I guess there will still be issues for people who need to run VMs or media apps like Adobe CC etc, and also it will take a while for some dev environments to be fully supported (https://github.com/Homebrew/brew/issues/7857 for example shows it will take some time to get to feature parity).

Overall though a lot of the hard work has already been done, and I'm sure in 2 years time or whenever the transition is 'complete', mac owners will be getting much more value for money with few drawbacks (the main one being higher walls around the garden)


> Most of the electron apps out there already have native iOS versions which will run natively on AS macs too, that should go a long way to smooth the transition (and will be interesting to see how much extra RAM you gain from not needing slack/spotify/notion etc to run on Electron).

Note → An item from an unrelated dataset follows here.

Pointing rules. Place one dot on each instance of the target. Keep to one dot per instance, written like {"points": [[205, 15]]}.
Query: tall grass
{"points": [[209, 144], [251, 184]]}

They don't have desktop UIs, and will be a big step down for most users. You can't seriously argue the UI doesn't matter on a Mac.


Electron seems to have support in recent beta releases.


You still have to rebuild your software and explicitly support a bunch of different architectures.


Apple Silicon has integrated floating point hardware specifically designed to run JavaScript super fast, so Electron will be fine.


> Plus there's the brouhaha about Electron apps.

Won't this be handled by just porting V8 to the M1?


whatsapp support in native apps is not something that isnt happening because there is no will in teams or companies to do that. its just not possible, there are no APIs. everything you see is a workaround or mashup of the whatsapp web feature


Not just the lack of will - hostile action and threats from whatsapp against even just community projects trying to build a client for a platform not supported by the official ones. This might no longer be the case but a couple years ago they still used to do that, so no wonder so little native clients exist.


They did mention in a presentation some applications ran even quicker in Rosetta 2 than native. Though Wine isn't an emulator, I've seen the same in Wine numerous times. How many, which, etc, who knows? Interesting to figure out regardless.


That happened regularly in the transition from 680x0 to PowerPC.


This is often because it's translating syscalls rather than emulating them, so for applications that are only asking the OS to do the real work, in those cases it's running native code. And then it's running it on a current day CPU instead of one from two years ago.

Unfortunately, although applications like that exist, they're not the common case.


One of the most common operations done in MacOS is retain/release of objects. Rosetta2 translated code is TWICE as fast on the M1 as the original code on x86.

https://mobile.twitter.com/Catfish_Man/status/13262387851813...


Microbenchmarks are meaningless. Where are the benchmarks of real-world applications?


The M1 running native code can retain/release objects five times faster than x86 processors running native code.

X86 code translated by Rosetta2 on the M1 retains/releases objects TWICE as fast as native x86 processors.